The idea of the opium is inspired because it avoids having to put up with a sort of energy you no longer know what to do with after acid. Given the fact of how strong LSD is, you would willingly go to sleep if you didn’t feel so tense; but instead of that, we slip little by little into a strange softness, the extraordinary mental activity of the past moments mutating into an unexpected serenity. One of us is homosexual and in his ﬁfties—with three young men, two of whom are heterosexual. Nothing feels oppressive, even for me. However, Gérard’s favorite ﬁlm, which we watch during our ﬁrst opium session after acid, is Citizen Kane; and it’s especially moving and successful in these circumstances.

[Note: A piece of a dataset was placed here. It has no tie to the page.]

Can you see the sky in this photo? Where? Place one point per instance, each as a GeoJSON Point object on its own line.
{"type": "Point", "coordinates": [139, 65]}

After the showing, I talk to Michel in the big room and he sings the praises of the old friend of Orson Welles played by Joseph Cotton; whereas I play the smartass and act the cynic with whom you can’t get away with such things. I defy how I’m really feeling and say that the character’s diehard moral stance has a pain-in-the neck aspect, as if I tend never to trust virtue, whereas in truth I adore it in this instance. A beautiful life is like the one Joseph Cotton is portraying. Next, I’m afraid there’s been a misunderstanding that has falsely reduced my image in Michel’s eyes, the same one I just pieced together. But losing our minds and discovering others, recycling ones from the past—for us it’s all good. Nor is our respect for Michel a drawback. Sharing acid is a relationship of a superior order in itself, inaccessible to most. Michel is always peerless, and from that perspective, drugs have no effect on him.